With the continuous encroachment of artificial intelligence into various aspects of life, groundbreaking innovations seem to be inevitable. Recently, researchers from Caltech created an artificial neural network using DNA that has the power to eradicate a common machine learning issue involving correctly recognizing handwritten numbers.
The undertaking by the researchers marks a fundamental step in showing the ability to program artificial intelligence (AI) into synthetic bimolecular circuits.
All the work took place in Lulu Qian’s laboratory. Lulu is a bioengineering assistant professor. Also, a paper detailing the entire research was available online on July 4 and is expected to appear on the journal Nature in its July 19 print issue.
Qian said even though scientists have only started to explore the development of artificial intelligence (AI) in molecular machines recently, its potential is irrefutable.
She added that artificial molecular machines have the power to make all things that are made of molecules not only to be more capable but also responsive to the environment in the next a hundred years. Lulu likened this situation to how smartphones and electronic computers have given human beings more capability compared to a hundred years back.
Even though artificial neural networks are more simplified in comparison to their biological counterparts, they work like networks of neurons and have the power to process complex information. The ultimate objective for Qian’s laboratory is to program intelligent deeds including the ability to make choices, compute among others, using artificial neural networks made from DNA.
According to Qian, humans boast more than 80 billion neurons each in their brain, which help them to make complex decisions. On the other hand, smaller animals including roundworms can use only a few hundred neurons to make simpler decisions.
She also asserted that they designed and made biochemical circuits that operate like a tiny network of neurons in classifying molecular information, which is considerably more sophisticated compared to what was previously possible, in their recent work.
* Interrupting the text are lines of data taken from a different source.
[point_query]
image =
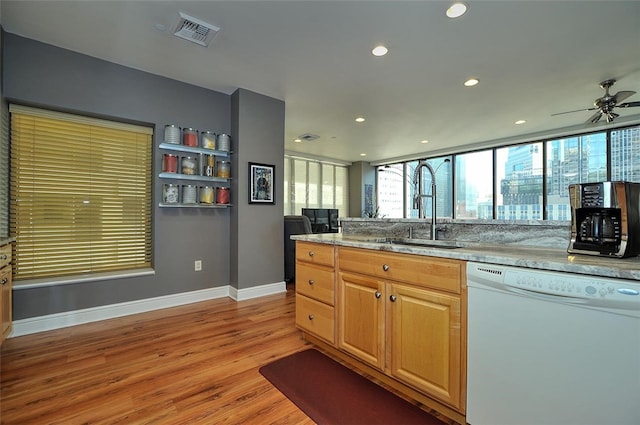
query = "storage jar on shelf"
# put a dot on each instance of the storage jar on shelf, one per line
(172, 134)
(189, 194)
(208, 165)
(190, 137)
(224, 169)
(223, 142)
(222, 195)
(169, 163)
(208, 140)
(206, 195)
(170, 194)
(189, 165)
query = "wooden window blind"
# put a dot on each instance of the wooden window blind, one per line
(80, 192)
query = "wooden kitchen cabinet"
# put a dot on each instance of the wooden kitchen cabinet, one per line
(315, 290)
(361, 317)
(426, 341)
(405, 315)
(6, 286)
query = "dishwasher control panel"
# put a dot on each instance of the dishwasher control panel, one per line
(561, 287)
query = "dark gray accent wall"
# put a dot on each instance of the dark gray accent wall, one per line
(42, 75)
(258, 251)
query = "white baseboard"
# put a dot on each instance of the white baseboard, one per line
(77, 317)
(258, 291)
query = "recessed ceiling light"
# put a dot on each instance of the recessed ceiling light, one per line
(379, 51)
(471, 82)
(456, 10)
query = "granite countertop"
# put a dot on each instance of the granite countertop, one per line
(551, 259)
(4, 241)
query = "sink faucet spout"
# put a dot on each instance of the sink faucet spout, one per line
(420, 195)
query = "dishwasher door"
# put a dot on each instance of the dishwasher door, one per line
(535, 362)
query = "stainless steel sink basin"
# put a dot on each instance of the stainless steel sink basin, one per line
(425, 243)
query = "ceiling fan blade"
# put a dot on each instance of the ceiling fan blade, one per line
(628, 105)
(571, 112)
(595, 118)
(622, 95)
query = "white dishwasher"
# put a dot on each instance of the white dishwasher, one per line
(551, 348)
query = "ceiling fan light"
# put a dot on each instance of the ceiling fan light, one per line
(611, 116)
(456, 10)
(471, 82)
(379, 51)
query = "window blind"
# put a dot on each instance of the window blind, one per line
(80, 193)
(4, 171)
Since human handwriting can vary considerably, when an individual analyzes a scribbled sequence of numbers, the brain ends up performing sophisticated computational functions in a bid to recognize them. Humans can find it difficult to identify other individual’s messy handwriting.
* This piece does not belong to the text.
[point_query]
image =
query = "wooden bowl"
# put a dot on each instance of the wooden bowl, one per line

As such, recognizing handwritten numbers has become a typical evaluation for programming intelligence, particularly into artificial neural networks.
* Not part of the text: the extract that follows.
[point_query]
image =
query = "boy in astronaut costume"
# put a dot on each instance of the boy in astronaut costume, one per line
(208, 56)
According to the description outlined in Nature, Qian lab graduate student Kevin Cherry showed that a neural network created from well-designed DNA sequences could conduct prescribed chemical reactions intended to recognize molecular handwriting accurately.
Each molecular handwriting example does not take a number’s shape unlike the case of visual handwriting, which varies mainly in geometrical shape.
Each molecular digit comprises of 20 distinctive DNA strands that are selected from 100 molecules, whereby each of them is assigned to show a single pixel in whichever 10 by 10 pattern. What’s more, the DNA strands are combined together in a test tube.
Qian said that the lack of geometry is uncommon, particularly in natural molecular signatures. However, it still calls for complex biological neural networks to recognize them.